La PRK, o cheratectomia fotorefrattiva, è un intervento di chirurgia refrattiva laser che modifica la forma della cornea per correggere miopia, ipermetropia o astigmatismo.

A differenza della LASIK, non viene creato un lembo corneale. Lo strato più superficiale della cornea viene rimosso e poi ricresce durante la guarigione.

Quando può essere proposta

La PRK può essere valutata quando una persona desidera ridurre la dipendenza da occhiali o lenti a contatto e ha un difetto visivo stabile.

Può essere preferita alla LASIK in alcuni casi, per esempio se la cornea è relativamente sottile, se il rischio di trauma oculare è maggiore o se il chirurgo ritiene più prudente evitare il lembo corneale. La decisione dipende dagli esami preoperatori.

Chi può essere candidato

In generale sono necessari:

  • età adulta;
  • difetto visivo stabile;
  • cornea sana e regolare;
  • assenza di cheratocono o sospetto cheratocono;
  • superficie oculare adeguata;
  • assenza di malattie oculari attive;
  • aspettative realistiche.

La visita preoperatoria comprende misurazione del difetto refrattivo, studio della cornea, valutazione della lacrimazione, pressione oculare e controllo delle altre strutture dell’occhio.

Quando può non essere indicata

La PRK può non essere consigliata in caso di:

  • difetto visivo instabile;
  • cataratta che riduce la vista;
  • glaucoma non controllato o avanzato;
  • infezioni o infiammazioni oculari attive;
  • cheratocono o cornea irregolare;
  • tendenza a cicatrizzazioni anomale;
  • alcune malattie autoimmuni o problemi di guarigione;
  • diabete non ben controllato;
  • gravidanza o allattamento.

L’oculista valuta anche esigenze lavorative, attività sportive, uso di lenti a contatto e tolleranza a un recupero più lento rispetto alla LASIK.

Come si svolge

La procedura si esegue con anestesia in collirio. Il chirurgo rimuove l’epitelio corneale, cioè lo strato più superficiale, e usa il laser per rimodellare la cornea secondo le misurazioni programmate.

Alla fine viene applicata una lente a contatto terapeutica per proteggere la superficie durante i primi giorni di guarigione.

Recupero

Nei primi giorni possono comparire dolore, bruciore, lacrimazione, fastidio alla luce e visione offuscata.
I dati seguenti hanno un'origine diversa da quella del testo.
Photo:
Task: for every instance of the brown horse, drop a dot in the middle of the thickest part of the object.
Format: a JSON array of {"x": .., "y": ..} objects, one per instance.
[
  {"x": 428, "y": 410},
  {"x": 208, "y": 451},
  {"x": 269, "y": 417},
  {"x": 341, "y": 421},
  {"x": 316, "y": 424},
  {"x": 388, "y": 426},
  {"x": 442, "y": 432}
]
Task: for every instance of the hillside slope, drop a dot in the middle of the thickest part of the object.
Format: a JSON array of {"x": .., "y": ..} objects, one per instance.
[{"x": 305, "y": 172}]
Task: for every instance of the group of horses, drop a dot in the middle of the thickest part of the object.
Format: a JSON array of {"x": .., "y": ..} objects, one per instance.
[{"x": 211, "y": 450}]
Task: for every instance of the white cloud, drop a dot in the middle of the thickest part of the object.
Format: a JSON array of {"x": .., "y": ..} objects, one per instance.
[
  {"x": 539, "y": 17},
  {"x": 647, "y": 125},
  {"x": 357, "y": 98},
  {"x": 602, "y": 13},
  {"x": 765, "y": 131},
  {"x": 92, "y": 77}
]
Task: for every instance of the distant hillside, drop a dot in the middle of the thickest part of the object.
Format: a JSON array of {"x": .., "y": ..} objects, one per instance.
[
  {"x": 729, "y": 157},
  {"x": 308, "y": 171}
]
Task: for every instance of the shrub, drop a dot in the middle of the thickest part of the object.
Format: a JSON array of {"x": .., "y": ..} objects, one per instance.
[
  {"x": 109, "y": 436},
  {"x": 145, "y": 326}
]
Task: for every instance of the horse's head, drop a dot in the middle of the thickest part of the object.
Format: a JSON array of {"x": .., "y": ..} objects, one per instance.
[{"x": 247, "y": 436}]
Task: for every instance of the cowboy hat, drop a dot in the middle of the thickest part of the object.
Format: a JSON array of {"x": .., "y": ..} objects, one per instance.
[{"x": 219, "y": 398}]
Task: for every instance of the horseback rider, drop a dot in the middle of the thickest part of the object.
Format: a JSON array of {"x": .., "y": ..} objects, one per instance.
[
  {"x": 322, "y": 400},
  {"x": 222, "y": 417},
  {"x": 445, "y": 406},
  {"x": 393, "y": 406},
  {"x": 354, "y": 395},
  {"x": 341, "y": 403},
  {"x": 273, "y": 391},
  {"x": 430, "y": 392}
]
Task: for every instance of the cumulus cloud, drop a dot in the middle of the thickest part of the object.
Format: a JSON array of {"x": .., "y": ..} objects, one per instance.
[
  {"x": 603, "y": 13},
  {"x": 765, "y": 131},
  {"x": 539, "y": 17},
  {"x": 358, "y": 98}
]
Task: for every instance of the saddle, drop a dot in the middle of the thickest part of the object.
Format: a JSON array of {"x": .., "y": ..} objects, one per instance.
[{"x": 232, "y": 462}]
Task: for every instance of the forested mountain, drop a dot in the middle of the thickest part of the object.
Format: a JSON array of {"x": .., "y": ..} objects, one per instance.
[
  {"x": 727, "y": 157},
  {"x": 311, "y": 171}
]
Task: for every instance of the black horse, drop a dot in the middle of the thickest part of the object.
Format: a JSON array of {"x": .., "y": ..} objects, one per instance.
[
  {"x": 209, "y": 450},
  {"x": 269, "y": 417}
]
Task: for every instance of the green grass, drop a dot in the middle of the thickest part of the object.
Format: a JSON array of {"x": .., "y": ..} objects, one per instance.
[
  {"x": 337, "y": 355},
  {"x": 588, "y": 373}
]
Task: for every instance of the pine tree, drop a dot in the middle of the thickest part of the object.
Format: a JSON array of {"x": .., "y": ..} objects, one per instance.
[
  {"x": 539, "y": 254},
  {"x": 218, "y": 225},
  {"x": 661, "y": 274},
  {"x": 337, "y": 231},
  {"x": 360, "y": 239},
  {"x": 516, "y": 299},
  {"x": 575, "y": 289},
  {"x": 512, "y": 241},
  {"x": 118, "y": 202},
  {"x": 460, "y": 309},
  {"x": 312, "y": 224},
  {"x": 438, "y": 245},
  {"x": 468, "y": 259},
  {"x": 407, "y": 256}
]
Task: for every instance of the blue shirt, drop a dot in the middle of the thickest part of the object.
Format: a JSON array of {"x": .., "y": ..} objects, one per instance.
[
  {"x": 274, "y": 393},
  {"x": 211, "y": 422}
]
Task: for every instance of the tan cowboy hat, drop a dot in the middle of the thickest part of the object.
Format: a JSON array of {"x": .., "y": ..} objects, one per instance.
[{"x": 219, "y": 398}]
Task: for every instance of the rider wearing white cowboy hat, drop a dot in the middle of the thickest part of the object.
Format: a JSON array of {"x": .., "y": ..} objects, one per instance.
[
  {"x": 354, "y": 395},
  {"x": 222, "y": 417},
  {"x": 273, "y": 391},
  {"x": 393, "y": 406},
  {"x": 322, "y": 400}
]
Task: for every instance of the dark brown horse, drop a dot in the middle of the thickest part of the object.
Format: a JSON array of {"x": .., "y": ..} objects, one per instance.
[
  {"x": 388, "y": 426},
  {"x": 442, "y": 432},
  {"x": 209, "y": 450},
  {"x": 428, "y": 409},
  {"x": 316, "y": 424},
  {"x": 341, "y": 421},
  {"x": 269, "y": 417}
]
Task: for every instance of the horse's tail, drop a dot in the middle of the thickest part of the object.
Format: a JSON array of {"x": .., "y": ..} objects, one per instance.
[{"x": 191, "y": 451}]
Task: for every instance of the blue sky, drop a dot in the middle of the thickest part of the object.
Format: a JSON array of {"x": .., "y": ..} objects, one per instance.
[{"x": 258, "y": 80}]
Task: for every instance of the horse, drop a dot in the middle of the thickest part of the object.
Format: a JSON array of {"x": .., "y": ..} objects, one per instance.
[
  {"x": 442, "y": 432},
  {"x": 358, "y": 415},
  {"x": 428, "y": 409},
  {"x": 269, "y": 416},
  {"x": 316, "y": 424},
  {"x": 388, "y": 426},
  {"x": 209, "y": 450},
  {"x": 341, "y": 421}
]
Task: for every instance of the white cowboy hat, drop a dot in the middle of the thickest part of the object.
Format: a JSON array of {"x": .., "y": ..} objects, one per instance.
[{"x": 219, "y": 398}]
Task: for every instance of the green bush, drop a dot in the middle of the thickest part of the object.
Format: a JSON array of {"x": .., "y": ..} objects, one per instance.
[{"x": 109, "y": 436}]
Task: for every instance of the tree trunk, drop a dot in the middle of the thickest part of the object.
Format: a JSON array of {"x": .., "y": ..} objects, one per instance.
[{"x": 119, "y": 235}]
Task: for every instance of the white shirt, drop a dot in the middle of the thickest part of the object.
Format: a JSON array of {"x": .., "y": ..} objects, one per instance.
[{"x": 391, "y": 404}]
La vista migliora gradualmente, ma può richiedere settimane o mesi per stabilizzarsi.

È essenziale usare i colliri prescritti, presentarsi ai controlli e proteggere gli occhi dai raggi ultravioletti secondo le indicazioni dell’oculista. Non si devono sospendere i farmaci di propria iniziativa.

Rischi e limiti

La PRK può causare aloni, abbagliamento, secchezza, opacità corneale, cicatrici, infezione, sotto-correzione o sovra-correzione. Raramente può peggiorare la migliore visione correggibile.

Non corregge la presbiopia in modo definitivo. Dopo i 40 anni circa può essere comunque necessario usare occhiali da vicino, anche se la visione da lontano è buona.

Quando contattare subito l’oculista

Dopo PRK bisogna contattare rapidamente l’oculista se compaiono dolore importante non controllato dai farmaci indicati, peggioramento della vista, secrezione, arrossamento marcato, trauma o sensazione che la lente terapeutica si sia spostata.